My camera is my main creative tool and the pictures I make are meant to be enjoyed as art. But I’ve found if I just say “I’m a photographer”, people might assume I shoot weddings, portraits, events, sports, etc. (which I don’t). So although all my work is based on photography, I usually use the title Visual Artist.
I’ve worked professionally in the creative industries since 1987. Besides photography, over the years I’ve done graphic design, digital prepress, printing, web development, multimedia and even some video and computer animation. I’ve been self-employed since 1998 so, ultimately, my ‘official’ title has variously been President, CEO, Director, Owner etc. Today as a ‘solopreneur’ I wear a variety of hats.
Since 2003 the focus of my work has been fine art photography. My wife and I travel a lot and I make most of my photographs while I’m out exploring. I don’t like to make photographs in the studio—I love the process of discovering images in the real world.

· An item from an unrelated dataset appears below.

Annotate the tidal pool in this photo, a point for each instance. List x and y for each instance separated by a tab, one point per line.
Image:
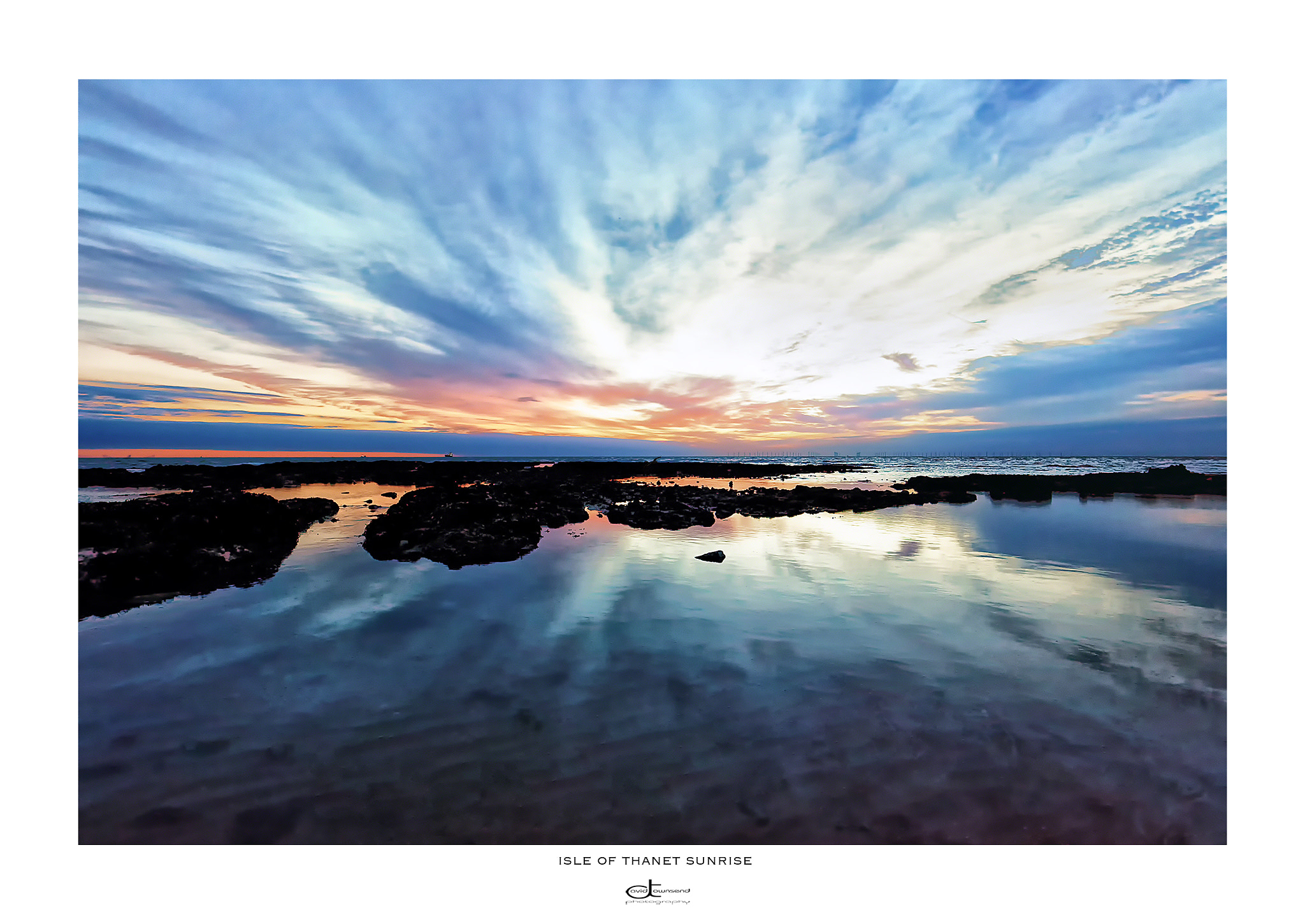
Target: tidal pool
996	672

My photographs are mainly sold as fine art prints, plus some licensing here and there. For a lot of my abstract photographs, I print the images on canvas and then paint over them with acrylics, turning them into mixed media works.
My daily responsibilities? I guess in order of priority they might be:
1. Making my art – taking pictures, editing them on the computer, making fine art prints.
2. Selling my art – usually the hardest and least pleasant part of my job!
3. Collaborating with designers and art consultants on commercial projects – I love this.
4. Writing and teaching about art and photography – love this, too.
5. Ongoing marketing and promotion (web site, blog, social media etc.) – essential to budget time for this.
6. Other business administration (finances, contracts and licenses, record-keeping, copyright submissions, etc.) – Yuck.
As a self-employed artist, the most challenging part of my job is maintaining focus on priorities and budgeting my time accordingly.
What inspired you most to become a Photographer & Designer? Why did you pursue this as a career?
Since I was a kid, I’ve always loved art and photography.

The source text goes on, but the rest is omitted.